Combining suitable microstructure and dielectric-magnetic synergy effect is conducive to achieve lightweight, broadband, and high-efficiency microwave absorbing materials within low filler loading. Herein, porous carbon polyhedrons coupled with bimetallic CoNi alloys were synthesized by using metal-organic frameworks (MOFs) as a template and subsequent pyrolysis treatment. Electromagnetic analysis indicated that the existence of metal Ni element could influence the wave attenuation capacity effectively, resulting in frequency selective wave absorption performance. Additionally, the pyrolysis temperature was also closely related to wave absorption intensity. The Co₂Ni₁/C/PVDF composites calcined at 800 °C possessed outstanding wave absorption performance at an ultra-low filler loading of 5 wt%. The minimum reflection loss value achieved -52 dB (10.8 GHz) under the matched thickness of 3 mm. Moreover, the broadest effective absorption bandwidth (RL< -10 dB) reached 6.2 dB (11.8–18 GHz) for Co/C-800/PVDF composites when the thickness turned into 2 mm. The remarkable wave attenuation ability was mainly ascribed to magnetic and dielectric loss, impedance matching as well as porous structure effect.

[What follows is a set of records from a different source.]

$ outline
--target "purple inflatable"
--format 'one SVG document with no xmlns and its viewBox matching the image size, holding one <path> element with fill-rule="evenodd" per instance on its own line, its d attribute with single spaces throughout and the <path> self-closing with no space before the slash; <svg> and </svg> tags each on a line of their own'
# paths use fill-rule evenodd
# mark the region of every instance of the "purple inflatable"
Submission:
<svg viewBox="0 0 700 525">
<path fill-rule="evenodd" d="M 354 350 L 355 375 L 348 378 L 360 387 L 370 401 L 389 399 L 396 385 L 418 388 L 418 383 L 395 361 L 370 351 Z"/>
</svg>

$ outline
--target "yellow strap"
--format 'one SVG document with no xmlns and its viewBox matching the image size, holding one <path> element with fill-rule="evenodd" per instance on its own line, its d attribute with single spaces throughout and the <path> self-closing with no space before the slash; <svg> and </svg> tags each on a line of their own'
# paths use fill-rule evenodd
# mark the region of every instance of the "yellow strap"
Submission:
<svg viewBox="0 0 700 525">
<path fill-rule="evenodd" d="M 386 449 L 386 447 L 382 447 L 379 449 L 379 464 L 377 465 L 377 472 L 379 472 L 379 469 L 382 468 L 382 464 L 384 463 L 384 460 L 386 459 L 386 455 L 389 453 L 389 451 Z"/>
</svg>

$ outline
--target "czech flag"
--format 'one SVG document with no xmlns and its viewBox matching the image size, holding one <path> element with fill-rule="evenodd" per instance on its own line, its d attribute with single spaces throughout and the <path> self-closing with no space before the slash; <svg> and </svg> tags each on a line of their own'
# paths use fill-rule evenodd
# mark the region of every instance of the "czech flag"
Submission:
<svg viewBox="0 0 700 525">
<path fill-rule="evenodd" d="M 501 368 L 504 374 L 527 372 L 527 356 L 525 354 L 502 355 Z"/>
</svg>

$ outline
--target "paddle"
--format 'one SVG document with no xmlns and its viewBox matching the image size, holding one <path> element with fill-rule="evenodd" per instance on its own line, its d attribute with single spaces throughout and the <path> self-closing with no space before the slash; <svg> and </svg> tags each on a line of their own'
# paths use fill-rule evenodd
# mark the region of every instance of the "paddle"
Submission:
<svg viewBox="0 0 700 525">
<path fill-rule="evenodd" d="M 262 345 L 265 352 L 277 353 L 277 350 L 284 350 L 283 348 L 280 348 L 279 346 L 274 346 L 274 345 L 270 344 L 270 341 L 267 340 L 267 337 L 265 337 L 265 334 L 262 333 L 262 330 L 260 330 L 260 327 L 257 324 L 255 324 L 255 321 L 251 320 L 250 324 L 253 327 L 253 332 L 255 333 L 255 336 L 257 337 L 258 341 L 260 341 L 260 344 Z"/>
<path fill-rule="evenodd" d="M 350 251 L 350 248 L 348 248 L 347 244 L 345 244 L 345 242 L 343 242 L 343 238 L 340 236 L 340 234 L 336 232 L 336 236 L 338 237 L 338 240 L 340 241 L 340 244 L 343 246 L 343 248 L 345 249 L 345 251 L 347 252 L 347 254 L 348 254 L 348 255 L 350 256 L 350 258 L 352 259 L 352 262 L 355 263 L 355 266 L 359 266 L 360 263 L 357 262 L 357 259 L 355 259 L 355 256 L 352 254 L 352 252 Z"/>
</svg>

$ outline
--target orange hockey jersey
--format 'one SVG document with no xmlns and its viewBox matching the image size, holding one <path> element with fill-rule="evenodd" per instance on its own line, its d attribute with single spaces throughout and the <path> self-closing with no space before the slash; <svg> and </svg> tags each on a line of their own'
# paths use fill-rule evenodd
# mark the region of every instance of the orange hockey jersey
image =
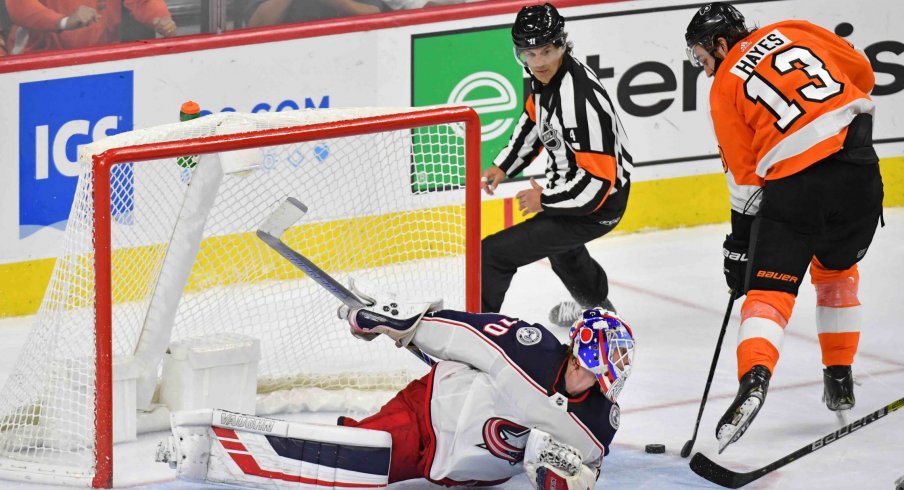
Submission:
<svg viewBox="0 0 904 490">
<path fill-rule="evenodd" d="M 7 49 L 10 54 L 21 54 L 118 42 L 123 4 L 142 24 L 150 25 L 158 17 L 170 18 L 164 0 L 15 0 L 6 2 L 13 23 Z M 57 32 L 60 20 L 81 5 L 97 10 L 100 21 Z"/>
<path fill-rule="evenodd" d="M 860 52 L 809 22 L 778 22 L 735 44 L 710 92 L 732 209 L 755 214 L 765 180 L 838 152 L 854 117 L 873 113 L 874 84 Z"/>
</svg>

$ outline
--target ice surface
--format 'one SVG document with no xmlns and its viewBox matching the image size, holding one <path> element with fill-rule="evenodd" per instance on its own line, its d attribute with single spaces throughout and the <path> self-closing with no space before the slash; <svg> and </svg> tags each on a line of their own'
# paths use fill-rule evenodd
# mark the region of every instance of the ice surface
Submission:
<svg viewBox="0 0 904 490">
<path fill-rule="evenodd" d="M 904 209 L 885 213 L 887 227 L 876 233 L 861 262 L 863 334 L 854 374 L 857 406 L 852 420 L 904 396 Z M 728 225 L 604 237 L 591 253 L 609 275 L 610 297 L 637 337 L 636 363 L 621 395 L 621 429 L 603 463 L 597 488 L 717 488 L 699 478 L 678 452 L 690 438 L 719 333 L 728 293 L 722 277 L 721 243 Z M 715 423 L 737 390 L 734 350 L 740 303 L 732 313 L 719 367 L 704 412 L 695 451 L 735 471 L 764 466 L 835 430 L 835 416 L 821 401 L 822 372 L 814 327 L 813 288 L 804 280 L 782 358 L 766 404 L 744 437 L 716 455 Z M 566 299 L 549 263 L 537 262 L 515 276 L 503 311 L 545 322 L 549 308 Z M 0 320 L 0 378 L 15 362 L 27 334 L 26 318 Z M 564 330 L 559 331 L 564 335 Z M 399 351 L 399 356 L 407 356 Z M 334 414 L 307 420 L 331 423 Z M 173 472 L 153 462 L 155 433 L 116 447 L 116 485 L 154 489 L 209 488 L 173 480 Z M 904 474 L 904 413 L 896 412 L 796 461 L 746 488 L 894 488 Z M 665 454 L 646 454 L 644 445 L 662 443 Z M 39 488 L 3 483 L 4 488 Z M 424 480 L 394 489 L 441 488 Z M 496 488 L 529 488 L 525 477 Z"/>
</svg>

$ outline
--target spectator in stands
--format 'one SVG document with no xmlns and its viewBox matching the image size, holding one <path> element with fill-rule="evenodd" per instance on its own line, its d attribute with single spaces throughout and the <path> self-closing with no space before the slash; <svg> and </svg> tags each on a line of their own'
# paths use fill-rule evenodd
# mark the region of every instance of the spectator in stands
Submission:
<svg viewBox="0 0 904 490">
<path fill-rule="evenodd" d="M 246 12 L 247 27 L 261 27 L 306 20 L 377 14 L 388 10 L 381 0 L 252 0 Z"/>
<path fill-rule="evenodd" d="M 422 7 L 436 7 L 438 5 L 479 1 L 481 0 L 383 0 L 390 10 L 419 9 Z"/>
<path fill-rule="evenodd" d="M 120 40 L 123 7 L 164 37 L 176 34 L 164 0 L 6 0 L 10 54 L 84 48 Z"/>
<path fill-rule="evenodd" d="M 261 27 L 476 1 L 481 0 L 251 0 L 245 10 L 245 24 Z"/>
<path fill-rule="evenodd" d="M 6 50 L 7 32 L 9 32 L 9 14 L 6 13 L 6 2 L 0 2 L 0 56 L 9 54 Z"/>
</svg>

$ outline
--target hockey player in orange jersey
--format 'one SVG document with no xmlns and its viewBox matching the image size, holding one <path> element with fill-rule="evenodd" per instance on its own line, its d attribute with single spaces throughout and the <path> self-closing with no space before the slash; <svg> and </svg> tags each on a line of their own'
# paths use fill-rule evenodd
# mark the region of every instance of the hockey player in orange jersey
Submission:
<svg viewBox="0 0 904 490">
<path fill-rule="evenodd" d="M 731 5 L 694 15 L 688 58 L 713 77 L 710 108 L 731 196 L 725 277 L 741 307 L 734 402 L 716 426 L 719 451 L 737 441 L 766 398 L 807 267 L 816 289 L 823 398 L 854 406 L 860 338 L 857 262 L 882 213 L 872 146 L 869 61 L 814 24 L 749 28 Z"/>
</svg>

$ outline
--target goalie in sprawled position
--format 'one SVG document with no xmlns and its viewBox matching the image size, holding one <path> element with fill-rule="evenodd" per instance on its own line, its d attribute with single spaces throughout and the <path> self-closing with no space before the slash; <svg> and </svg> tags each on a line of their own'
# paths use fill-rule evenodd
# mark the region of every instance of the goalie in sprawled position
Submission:
<svg viewBox="0 0 904 490">
<path fill-rule="evenodd" d="M 596 485 L 634 356 L 633 334 L 618 316 L 585 311 L 563 345 L 542 325 L 505 315 L 356 293 L 373 306 L 340 308 L 352 333 L 416 344 L 439 359 L 429 374 L 364 420 L 340 417 L 341 427 L 176 414 L 163 459 L 186 478 L 268 488 L 417 478 L 486 486 L 522 471 L 538 489 Z"/>
</svg>

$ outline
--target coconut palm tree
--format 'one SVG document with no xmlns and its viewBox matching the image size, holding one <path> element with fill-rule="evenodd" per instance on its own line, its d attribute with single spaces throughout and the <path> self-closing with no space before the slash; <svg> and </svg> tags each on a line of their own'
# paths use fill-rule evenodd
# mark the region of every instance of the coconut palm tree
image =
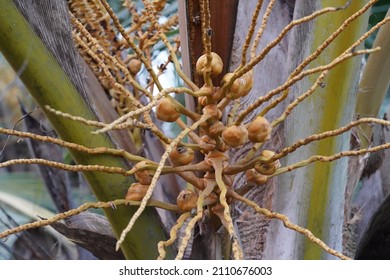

结合合适的微观结构和介磁协同效应，有利于在低填料负载下实现轻质、宽带、高效的吸波材料。在此，通过使用金属有机骨架（MOF）作为模板和随后的热解处理合成了与双金属 CoNi 合金偶联的多孔碳多面体。电磁分析表明，金属Ni元素的存在可以有效地影响波衰减能力，从而导致频率选择波吸收性能。此外，热解温度也与波吸收强度密切相关。钴₂镍₁在 800 °C 下煅烧的 /C/PVDF 复合材料在 5 wt% 的超低填料负载下具有出色的吸波性能。在匹配厚度为 3 mm 的情况下，最小反射损耗值达到 -52 dB (10.8 GHz)。此外，当厚度变为 2 mm 时，Co/C-800/PVDF 复合材料的最宽有效吸收带宽 (RL< -10 dB) 达到 6.2 dB (11.8-18 GHz)。显着的波衰减能力主要归因于磁损耗和介电损耗、阻抗匹配以及多孔结构效应。